The Bruderhof, quasi-Hutterite Christian pacifists who hold all goods in common, emerged in the 1920s in Germany, moving to England in the Thirties when threatened by Nazism.
They now have around 3,000 members in settlements in the US, Germany, Paraguay, Australia — and here, at Darvell, a village near Robertsbridge in Sussex. The Bruderhof have a “reserved” rather than prohibitive attitude to technology — they don’t have TV or the internet at home but use them outside. The men dress in a modern way, the women like German peasants from a century ago.
For reasons never clarified, the Bruderhof chose to let programme-maker Karen Emsley (known for The Fall, about crashing Olympic runners Mary Decker and Zola Budd) and charitable production company CTVC into the Darvell community, to make this sympathetic documentary about their way of life.

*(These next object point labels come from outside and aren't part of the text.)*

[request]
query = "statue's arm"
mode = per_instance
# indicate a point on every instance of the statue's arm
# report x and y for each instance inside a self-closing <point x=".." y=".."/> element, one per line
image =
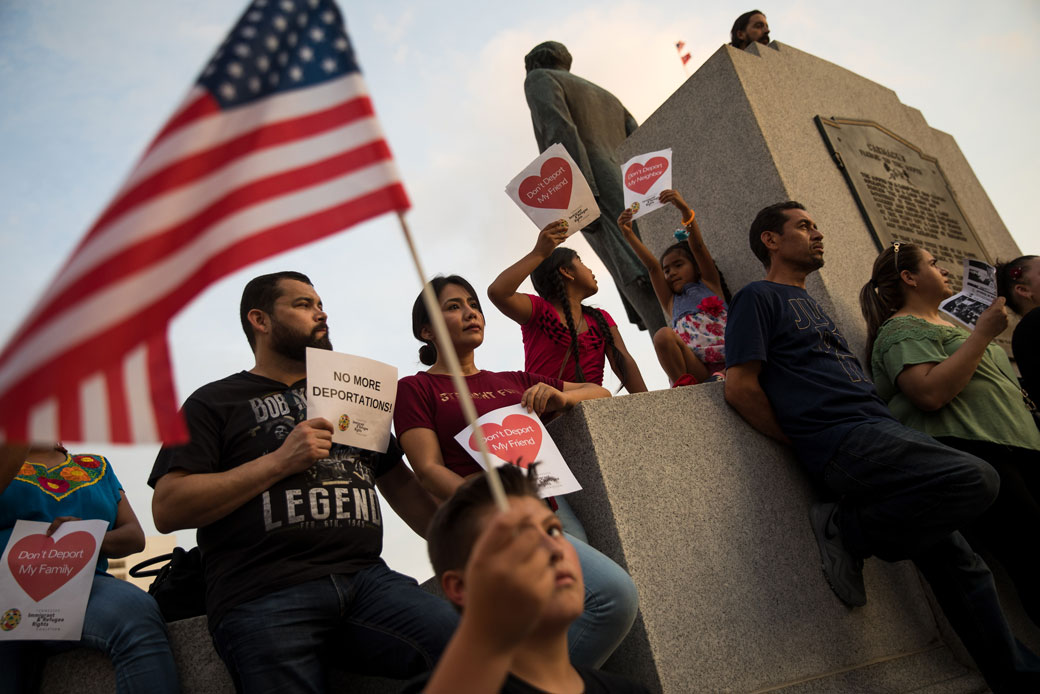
<point x="552" y="121"/>
<point x="630" y="124"/>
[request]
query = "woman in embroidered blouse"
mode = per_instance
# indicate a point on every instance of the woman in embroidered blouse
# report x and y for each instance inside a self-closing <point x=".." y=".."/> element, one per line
<point x="122" y="620"/>
<point x="960" y="388"/>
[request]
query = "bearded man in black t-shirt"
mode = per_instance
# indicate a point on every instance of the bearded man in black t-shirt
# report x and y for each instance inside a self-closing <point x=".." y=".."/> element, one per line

The main interviewee is a tall, lean, articulate English man, Bernard, who has been in the community for 30 years and is bringing up three children there. He explains that he owns nothing, not even the clothes he wears, and has no use for money. His wife jokes: “There’d better not be money in heaven — it’d be such a huge disappointment.”
We also meet Hannah, 18, raised at Darvell but now moving away from her family for the first time to stay in a Bruderhof-run residence in Peckham, to decide if she wants to commit to the life once she reaches the age of 21.
The Bruderhof emphasise that one reason they do not deserve to be considered a cult is that they encourage such exploration, so that only those who have a real calling remain when they grow up.
Hannah is bright, confident and has that startling honesty — and she doesn’t much take to London. Her first response, from inside a cab, is just that “it’s too people-y out there”. She feels as though she’s from a different time zone, like somebody from the Middle Ages. She finds herself alone in the crowd.
After a month, having taken a job as a youth worker, she’s puzzled that London and the Bruderhof coexist. “Seeing the emptiness in people’s lives, seeing how messed up society is, I’ve realised the value in community, the joy in committing your life to something bigger than yourself — it makes you flipping happy, because it’s not just you any more.”
Inside the Bruderhof, with mistily rustic scenes set to relaxing guitar strumming, presents an idyllic picture. What the programme doesn’t do, des-pite several members making it clear, is grasp that this is the opposite of a lifestyle, a community that only exists because it is based on absolute faith. A fascinating watch, nonetheless.